Party Poop
Will OC voters take a Dem view of Republican OC Sheriff Sandra Hutchens’ former registration with the party of Barack Saddam Hussein Osama Hitler?
Sandra Hutchens, Orange County’s Republican sheriff, registered as a Democrat for as long as a decade in both Los Angeles and Orange counties, according to records reviewed by the Weekly.
In an interview for a March profile (“I’m the Sheriff First and a Politician Second,” March 27), Hutchens told me she is a Republican; holds conservative views, particularly on fiscal matters; felt George W. Bush had been an unfairly maligned president; and considered Ronald Reagan her political role model. Indeed, a glass plaque on her office desk at the Orange County Sheriff’s Department features a Reagan quote. I hadn’t thought to ask the sheriff if she’d ever been a Democrat.
According to official Los Angeles County Registrar-Recorder records, Sandra Sue Anderson—Hutchens’ name during a prior marriage—was registered as a Democrat from at least November 1993 through August 1997. At the time, she was employed by the Los Angeles County Sheriff’s Department.
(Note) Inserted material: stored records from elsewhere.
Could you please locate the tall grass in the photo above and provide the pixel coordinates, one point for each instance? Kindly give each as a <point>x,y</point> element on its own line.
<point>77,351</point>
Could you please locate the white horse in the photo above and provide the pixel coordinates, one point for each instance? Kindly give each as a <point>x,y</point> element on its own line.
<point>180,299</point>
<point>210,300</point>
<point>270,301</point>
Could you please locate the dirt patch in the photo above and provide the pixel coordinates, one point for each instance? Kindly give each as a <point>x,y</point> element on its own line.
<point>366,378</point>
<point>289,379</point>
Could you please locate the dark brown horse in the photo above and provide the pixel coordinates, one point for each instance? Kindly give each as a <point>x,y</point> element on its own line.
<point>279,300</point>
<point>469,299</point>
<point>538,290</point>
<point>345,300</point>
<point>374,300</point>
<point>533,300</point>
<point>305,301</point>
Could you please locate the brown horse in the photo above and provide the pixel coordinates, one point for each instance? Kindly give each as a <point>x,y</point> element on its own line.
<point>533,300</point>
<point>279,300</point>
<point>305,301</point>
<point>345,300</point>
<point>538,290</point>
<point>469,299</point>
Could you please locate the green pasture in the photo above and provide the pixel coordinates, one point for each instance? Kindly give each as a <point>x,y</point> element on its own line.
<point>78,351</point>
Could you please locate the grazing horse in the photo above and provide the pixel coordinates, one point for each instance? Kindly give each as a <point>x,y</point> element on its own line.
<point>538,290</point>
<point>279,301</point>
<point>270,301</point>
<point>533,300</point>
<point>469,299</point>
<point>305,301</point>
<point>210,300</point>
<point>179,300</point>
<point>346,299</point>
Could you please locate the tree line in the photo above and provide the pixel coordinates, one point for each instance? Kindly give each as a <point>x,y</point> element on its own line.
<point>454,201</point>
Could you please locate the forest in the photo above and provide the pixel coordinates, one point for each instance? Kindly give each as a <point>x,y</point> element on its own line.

Records in Orange County show she was a registered Democrat from 1990 to May 2000, when she became a Republican.
Of course, registering with Bill Clinton’s party in the 1990s wouldn’t raise eyebrows if Hutchens were the top cop in LA, a liberal stronghold. But this is Orange County, where Republican activists dominate political offices—including judicial and law-enforcement posts. OC is still considered the heart and soul of the statewide Republican Party. Non-GOP candidates here often face monumental barriers to public office given the organizing strength and voter-registration advantage of Scott Baugh’s local Republican Party.
News of Hutchens’ onetime affiliation probably won’t impress Steven Greenhut, a senior opinion writer at The Orange County Register, a libertarian and a frequent critic of California’s third female sheriff, whom the all-Republican OC Board of Supervisors named to finish the remaining two years on disgraced ex-Sheriff Mike Carona’s term.
Hutchens, a self-described political novice who has made her agenda restoring morale and instituting post-Carona reforms, is expected to face a challenge in the June 2010 election. While her tightening of eligibility for people wanting to carrying a concealed weapon has angered gun-rights activists, rumors continue to swirl around the pending candidacy of Paul Walters, the police chief of Santa Ana. Walters had been conventional wisdom’s top choice to replace Carona until a last-minute majority alliance formed among supervisors John Moorlach, Janet Nguyen and Pat Bates.
What impact, if any, Hutchens’ now-canceled Democratic registration will have is unknown—if for no other reason than it will be nearly impossible for Walters to use the information as a weapon. At least, not with a straight face: Records show that in 2000, he was registered as a Democrat. Three years later, he switched to “decline to state,” and then, in November 2007, he became a Republican.
Dave Gilliard, Hutchens’ campaign manager, believes past party registrations are irrelevant. “Sheriff Hutchens will be judged by the job she does,” he said, “not how she registered years ago.”